Incremental xmlupload

When uploading data with the xmlupload command, resources can reference each other with an internal ID, e.g. in the <resptr> tag. Once the data is in DSP, the resources cannot be referenced by their internal ID anymore. Instead, the resource's IRI has to be used. After a successful xmlupload, the mapping of internal IDs to their respective IRIs is written to a file called id2iri_mapping_[timestamp].json.

What is this mapping used for? It can happen that at a later point of time, additional data is uploaded. Depending on what kind of references the additional data contains, there are 4 cases how this can happen:

  1. no references to existing resources: normal xmlupload
  2. references to existing resources via IRIs: incremental xmlupload
  3. references to existing resources via internal IDs: first id2iri, then incremental xmlupload
  4. continue an interruped xmlupload: first id2iri, then incremental xmlupload

1. No references to existing resources

The first case is the simplest one. Nothing has to be considered. The additional data can be uploaded with

dsp-tools xmlupload additional_data.xml

2. References to existing resources via IRIs

The second case is relatively easy, too: The file additional_data.xml contains references like <resptr>http://rdfh.ch/4123/nyOODvYySV2nJ5RWRdmOdQ</resptr>. Such a file can be uploaded with

dsp-tools xmlupload additional_data.xml

3. References to existing resources via internal IDs

The third case, however, is a bit more complicated: The file additional_data.xml contains references like <resptr>book_1</resptr>, or <text><a class="salsah-link" href="IRI:book_1:IRI">link to book_1</a></text>, where book_1 was the internal ID of a resource that had previously been uploaded to DSP.

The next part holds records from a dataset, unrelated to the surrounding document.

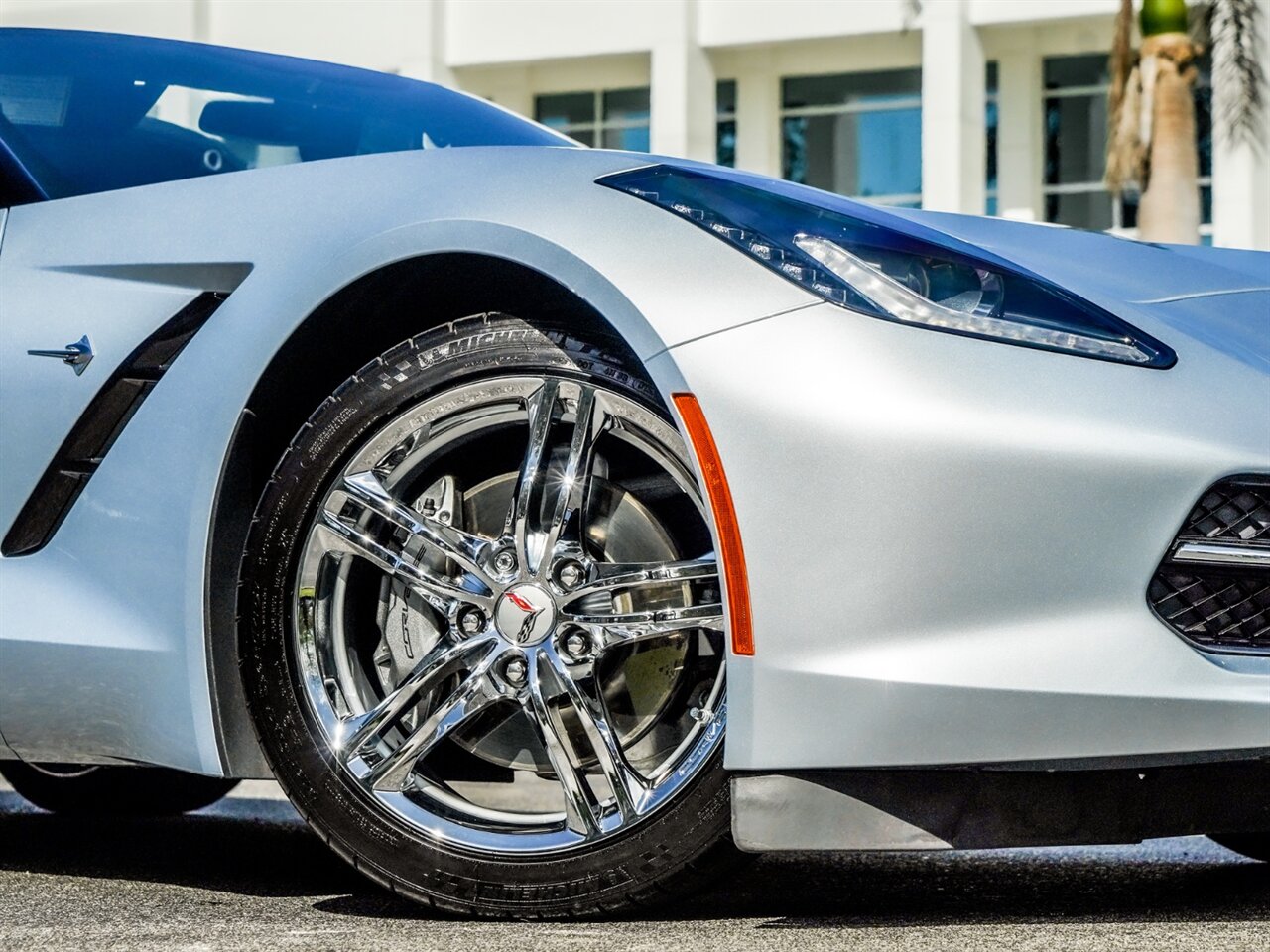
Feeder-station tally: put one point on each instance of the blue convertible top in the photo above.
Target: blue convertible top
(93, 112)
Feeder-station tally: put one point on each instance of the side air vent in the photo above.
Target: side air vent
(1213, 587)
(100, 424)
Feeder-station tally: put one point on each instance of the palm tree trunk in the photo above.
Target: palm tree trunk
(1170, 204)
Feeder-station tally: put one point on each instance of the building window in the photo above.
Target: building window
(611, 118)
(725, 122)
(856, 134)
(992, 121)
(1076, 145)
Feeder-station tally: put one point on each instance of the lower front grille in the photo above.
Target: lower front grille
(1213, 587)
(1214, 611)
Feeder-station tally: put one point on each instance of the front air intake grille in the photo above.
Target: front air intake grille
(1213, 587)
(1232, 511)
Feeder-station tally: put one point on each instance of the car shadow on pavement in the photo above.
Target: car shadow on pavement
(262, 848)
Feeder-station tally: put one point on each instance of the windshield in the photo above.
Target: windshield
(94, 112)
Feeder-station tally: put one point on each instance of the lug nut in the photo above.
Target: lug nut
(571, 575)
(471, 621)
(515, 671)
(576, 644)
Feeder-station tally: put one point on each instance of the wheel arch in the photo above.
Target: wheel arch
(367, 315)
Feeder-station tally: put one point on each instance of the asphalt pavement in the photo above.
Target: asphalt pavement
(248, 875)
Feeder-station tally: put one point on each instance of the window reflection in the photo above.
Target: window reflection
(856, 134)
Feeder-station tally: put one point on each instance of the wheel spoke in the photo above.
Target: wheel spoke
(581, 810)
(619, 627)
(356, 733)
(472, 696)
(461, 547)
(629, 788)
(572, 493)
(532, 476)
(344, 536)
(611, 576)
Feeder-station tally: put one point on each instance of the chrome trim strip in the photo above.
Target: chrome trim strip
(1223, 553)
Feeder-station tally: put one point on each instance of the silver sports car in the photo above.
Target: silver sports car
(557, 524)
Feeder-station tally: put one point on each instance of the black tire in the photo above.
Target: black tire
(1254, 846)
(676, 849)
(118, 791)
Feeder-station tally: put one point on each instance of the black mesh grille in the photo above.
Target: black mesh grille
(1230, 511)
(1220, 607)
(1215, 611)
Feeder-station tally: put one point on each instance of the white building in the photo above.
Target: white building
(969, 105)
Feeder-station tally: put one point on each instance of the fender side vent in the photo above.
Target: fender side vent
(100, 424)
(1213, 587)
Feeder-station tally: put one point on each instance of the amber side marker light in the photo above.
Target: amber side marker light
(733, 555)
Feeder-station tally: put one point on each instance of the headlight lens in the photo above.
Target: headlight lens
(883, 272)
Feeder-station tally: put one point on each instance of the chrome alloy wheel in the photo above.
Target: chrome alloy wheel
(515, 580)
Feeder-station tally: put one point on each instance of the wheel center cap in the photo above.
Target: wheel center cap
(525, 615)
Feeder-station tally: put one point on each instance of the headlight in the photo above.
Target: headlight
(894, 273)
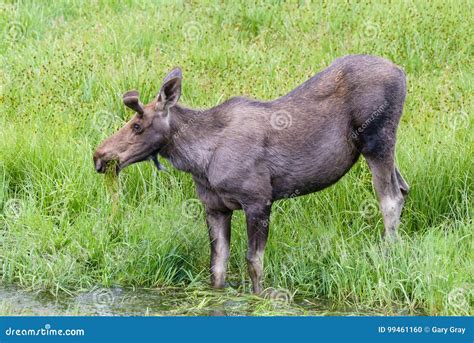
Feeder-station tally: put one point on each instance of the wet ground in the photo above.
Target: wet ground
(118, 301)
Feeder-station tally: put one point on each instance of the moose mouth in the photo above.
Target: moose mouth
(153, 156)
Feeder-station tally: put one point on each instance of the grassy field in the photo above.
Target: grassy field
(64, 66)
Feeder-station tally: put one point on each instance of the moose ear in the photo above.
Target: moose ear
(131, 100)
(170, 90)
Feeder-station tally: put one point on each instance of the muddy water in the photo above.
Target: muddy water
(117, 301)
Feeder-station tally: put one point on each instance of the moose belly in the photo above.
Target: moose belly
(312, 172)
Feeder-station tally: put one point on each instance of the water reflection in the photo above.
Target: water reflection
(117, 301)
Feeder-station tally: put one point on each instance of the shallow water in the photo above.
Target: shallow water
(117, 301)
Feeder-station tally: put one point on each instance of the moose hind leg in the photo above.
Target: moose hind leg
(404, 188)
(219, 234)
(389, 193)
(257, 231)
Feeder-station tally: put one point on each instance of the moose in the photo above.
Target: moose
(246, 154)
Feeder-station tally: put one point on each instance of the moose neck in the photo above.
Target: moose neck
(192, 139)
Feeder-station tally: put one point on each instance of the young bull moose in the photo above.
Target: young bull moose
(246, 154)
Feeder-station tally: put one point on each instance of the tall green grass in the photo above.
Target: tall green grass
(65, 64)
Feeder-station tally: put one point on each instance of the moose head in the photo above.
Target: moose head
(146, 133)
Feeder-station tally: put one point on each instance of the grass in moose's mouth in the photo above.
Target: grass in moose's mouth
(63, 68)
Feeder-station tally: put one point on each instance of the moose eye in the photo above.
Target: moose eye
(137, 128)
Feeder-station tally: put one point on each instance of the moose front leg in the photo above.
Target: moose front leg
(258, 217)
(218, 223)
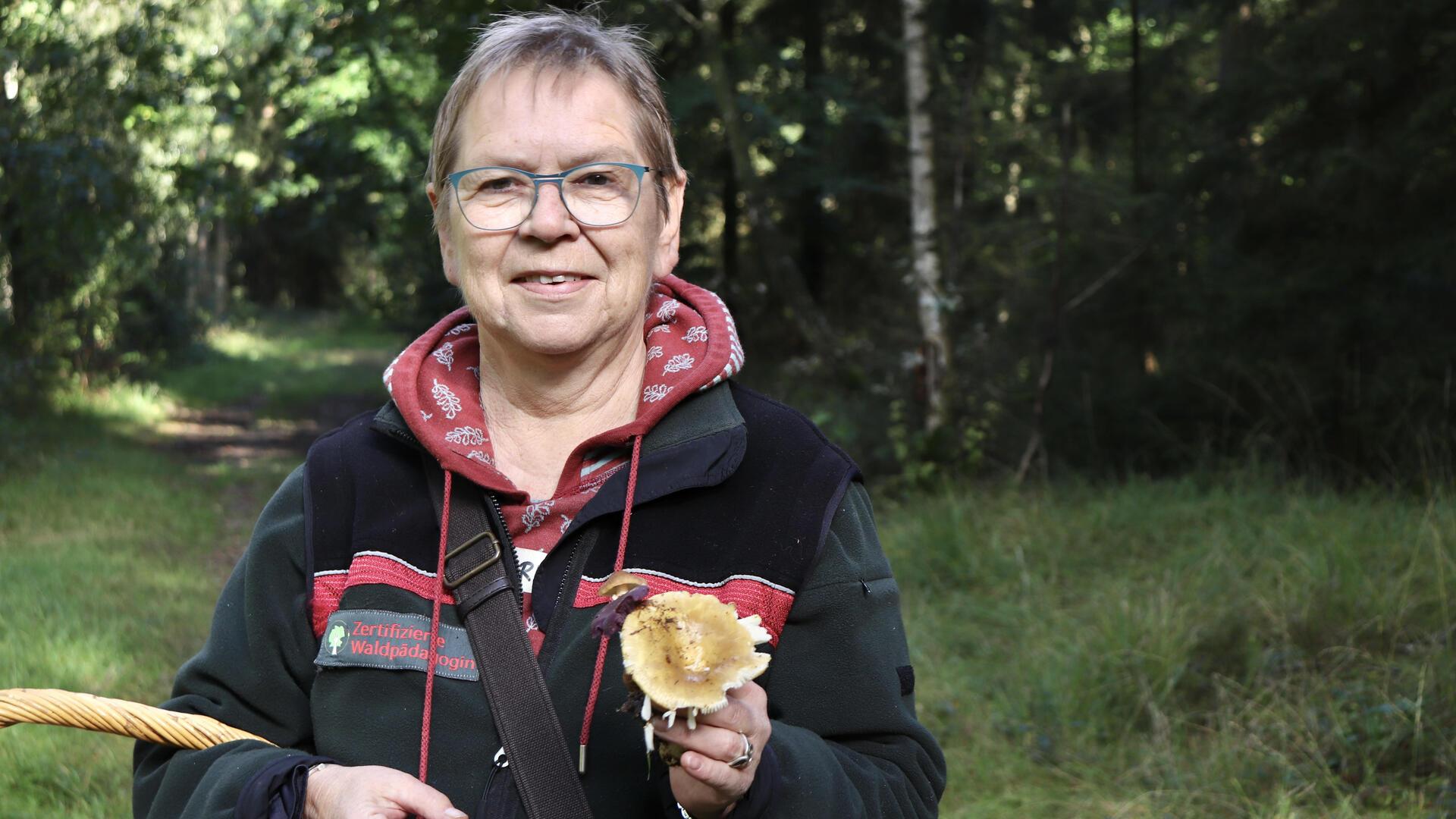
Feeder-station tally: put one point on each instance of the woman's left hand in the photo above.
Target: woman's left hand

Before such an XML file can be uploaded, its internal IDs must be replaced by their respective IRIs. That's where the JSON mapping file comes in: It contains a mapping from book_1 to http://rdfh.ch/4123/nyOODvYySV2nJ5RWRdmOdQ.

As a first step, a new file must be generated with the id2iri command, like this:

dsp-tools id2iri additional_data.xml id2iri_mapping_[timestamp].json

As second step, the newly generated XML file can be uploaded to DSP:

dsp-tools xmlupload additional_data_replaced_[timestamp].xml

4. Continue an interruped xmlupload

If an xmlupload didn't finish successfully, some resources have already been created, but others have not. If one of the remaining resources references a created resource by its ID, this ID must be replaced by the IRI of the created resource.

In addition, the created resources must be removed from the XML file, otherwise they would be created a second time.

In such a case, proceed as follows:

  1. Initial xmlupload: dsp-tools xmlupload data.xml
  2. A crash happens. Some resources have been uploaded, and a id2iri_mapping_[timestamp].json file has been written
  3. Fix the reason for the crash
  4. Replace the IDs and remove the created resources with: `dsp-tools id2iri data.xml --remove-resources id2iri_mapping_[timestamp].json``
  5. Upload the outputted XML file with dsp-tools xmlupload data_replaced_[timestamp].xml

Last update: September 1, 2023